FFTW / fftw3

GNU General Public License v2.0
2.67k stars 652 forks source link

Cross compiling FFTW for ARM Neon #280

Open damaBeugXam opened 2 years ago

damaBeugXam commented 2 years ago

I am trying to compile FFTW3 to run on ARM Neon (More precisely, on a Cortex a-53). The build env is x86_64-pokysdk-lunix, The host env is aarch64-poky-lunix. I am using the aarch64-poky-linux-gcc compiler. I used the following command at first: image The compiler did not support the -mfloat-abi=softfp and the -mfpu=neon. It also did not let me define the path to the sysroot this way. Then used the following command: image This command succeeded with this config log and this config.h. Then I used the command make then make install. I then copied my shared library file into my host env and used fftwf_ instead of fftw_ in my code base. The final step was to recompile the program. I ran a test and compared the times for both algorithm using <sys/resource.h>. I also used the fftw[f]_forget_wisdom() on both algorithms so that It can be fair. However, I am not getting a speedup. I believe that using an SIMD architecture (NEON in our case) would accelerate the FFTW library. I would really appreciate if anyone can point out something that I am doing wrong so that I can try a fix and see if I can get the performance boost I am looking for.
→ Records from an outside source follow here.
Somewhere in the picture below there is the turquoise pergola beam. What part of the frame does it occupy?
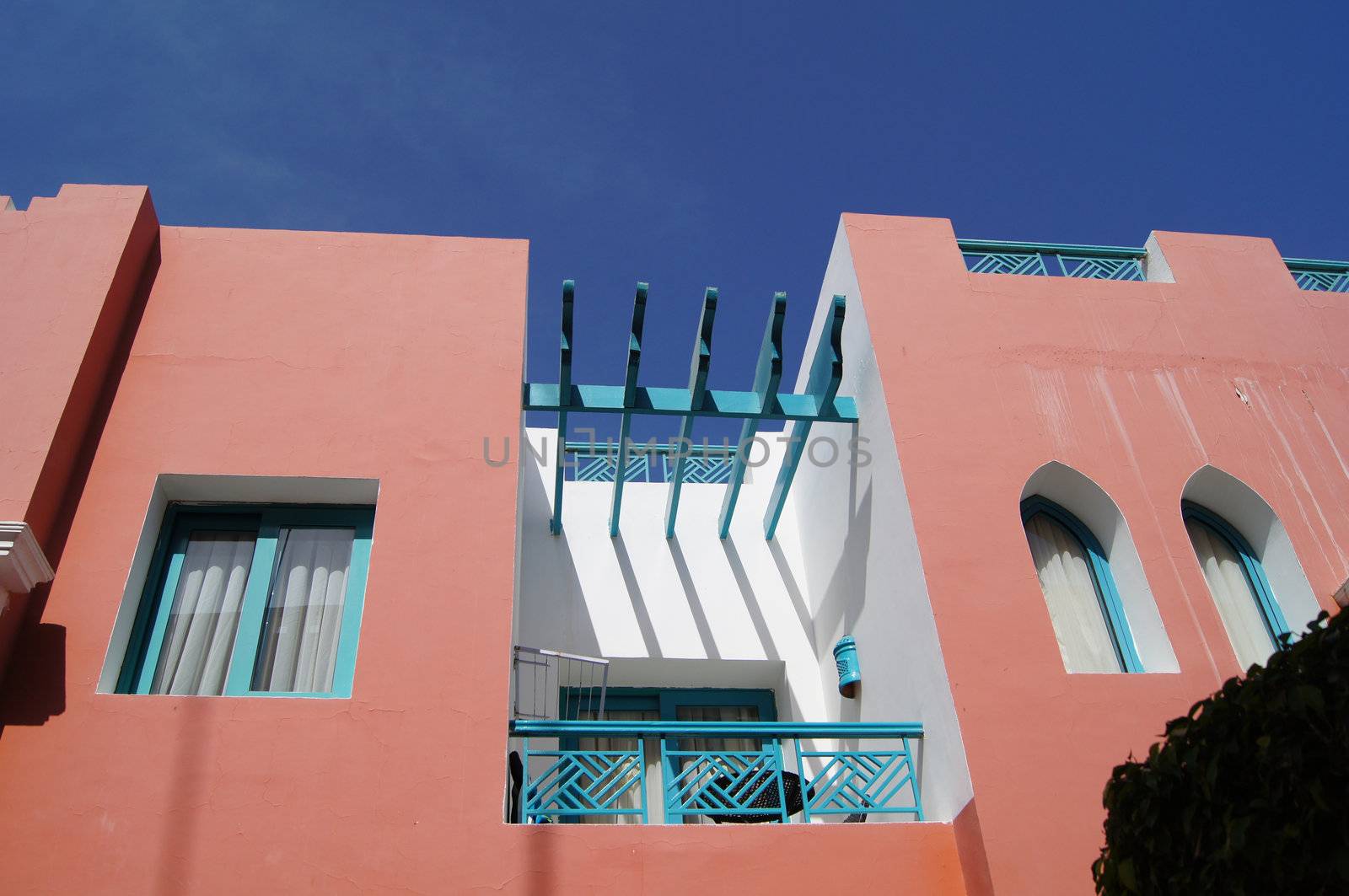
[717,292,787,539]
[665,286,717,539]
[548,281,576,536]
[764,296,847,539]
[521,279,858,539]
[522,384,858,424]
[615,283,648,539]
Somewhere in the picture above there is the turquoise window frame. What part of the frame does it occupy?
[1021,496,1145,672]
[1180,501,1293,651]
[117,505,375,699]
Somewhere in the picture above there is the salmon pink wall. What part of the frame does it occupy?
[0,196,963,893]
[845,215,1349,894]
[0,184,158,680]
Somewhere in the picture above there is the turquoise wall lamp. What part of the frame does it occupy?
[834,634,862,700]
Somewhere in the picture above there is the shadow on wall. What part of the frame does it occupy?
[153,696,216,896]
[0,604,66,737]
[0,236,159,737]
[511,448,601,656]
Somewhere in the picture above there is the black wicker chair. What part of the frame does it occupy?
[708,772,814,824]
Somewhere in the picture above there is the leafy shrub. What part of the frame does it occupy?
[1091,613,1349,896]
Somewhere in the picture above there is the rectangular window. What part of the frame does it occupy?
[117,505,375,698]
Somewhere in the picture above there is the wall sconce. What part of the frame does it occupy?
[834,634,862,700]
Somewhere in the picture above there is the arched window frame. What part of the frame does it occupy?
[1021,496,1144,672]
[1180,501,1293,651]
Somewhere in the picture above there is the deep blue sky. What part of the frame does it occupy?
[0,0,1349,445]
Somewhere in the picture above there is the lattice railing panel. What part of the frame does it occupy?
[1057,255,1144,281]
[798,741,922,820]
[522,749,646,819]
[1288,267,1349,292]
[965,252,1050,276]
[665,748,785,820]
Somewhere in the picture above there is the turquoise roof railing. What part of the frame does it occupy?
[522,281,858,539]
[956,240,1147,281]
[1283,258,1349,292]
[510,719,922,824]
[956,240,1349,292]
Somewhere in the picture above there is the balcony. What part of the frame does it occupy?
[511,719,922,824]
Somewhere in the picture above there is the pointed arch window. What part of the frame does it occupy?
[1180,501,1288,669]
[1021,496,1142,672]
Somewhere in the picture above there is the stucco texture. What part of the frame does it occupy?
[845,215,1349,894]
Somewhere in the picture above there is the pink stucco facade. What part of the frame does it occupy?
[0,186,1349,894]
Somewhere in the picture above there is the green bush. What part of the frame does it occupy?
[1091,613,1349,896]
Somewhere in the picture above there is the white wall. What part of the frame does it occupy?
[515,219,973,822]
[515,429,825,721]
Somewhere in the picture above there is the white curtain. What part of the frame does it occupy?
[254,529,355,692]
[1025,512,1121,672]
[1185,519,1275,669]
[576,710,663,824]
[674,706,764,824]
[150,532,255,695]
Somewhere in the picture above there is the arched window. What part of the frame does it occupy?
[1180,501,1288,669]
[1021,496,1142,672]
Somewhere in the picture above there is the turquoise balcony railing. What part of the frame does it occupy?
[956,240,1147,281]
[1283,258,1349,292]
[511,719,922,824]
[565,441,735,485]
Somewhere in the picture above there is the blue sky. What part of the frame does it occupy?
[0,0,1349,445]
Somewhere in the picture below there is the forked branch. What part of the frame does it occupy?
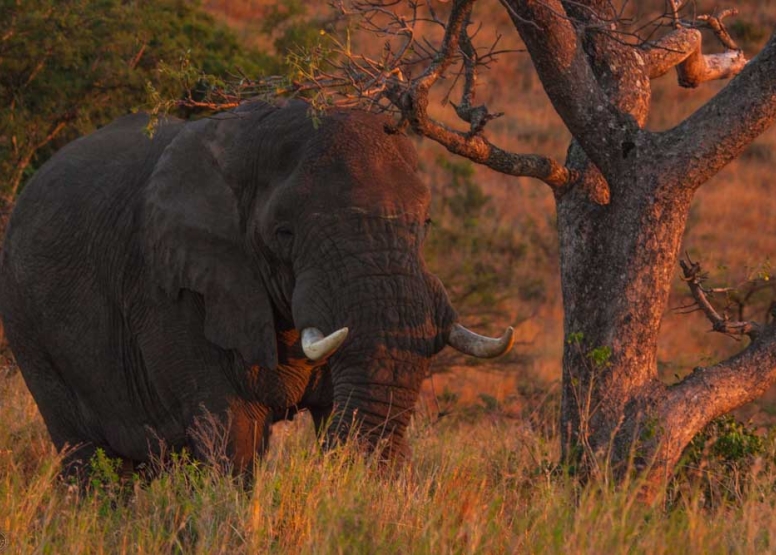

rdolbeau commented 2 years ago

(a) efficient use of SIMD & scalar requires planning with 'measure' or higher and not 'estimate' (although 'estimate' will likely favor SIMD over scalar); (b) you can use fftw_print_plan() to see the plan and check NEON is being used; the format is not very readable, but codelets appear as 'n1_16' and similar with SIMD as suffix, such as 'n1_16_neon' ; if NEON is not used, try with both 'estimate' and 'measure' as the library will ignore SIMD in 'measure' mode if it's not faster than scalar; (c) the A53 may not have any significant performance advantage running NEON code over regular scalar code; it was designed for mobile efficiency rather than FP performance (and it's nearly a decade old by now). I don't have numbers for the A53, but for instance the A7 took 4x as long to do 4x (Q-form) FP32 SIMD as to do scalar FP32, so NEON isn't very useful on the A7 except for the extra register space.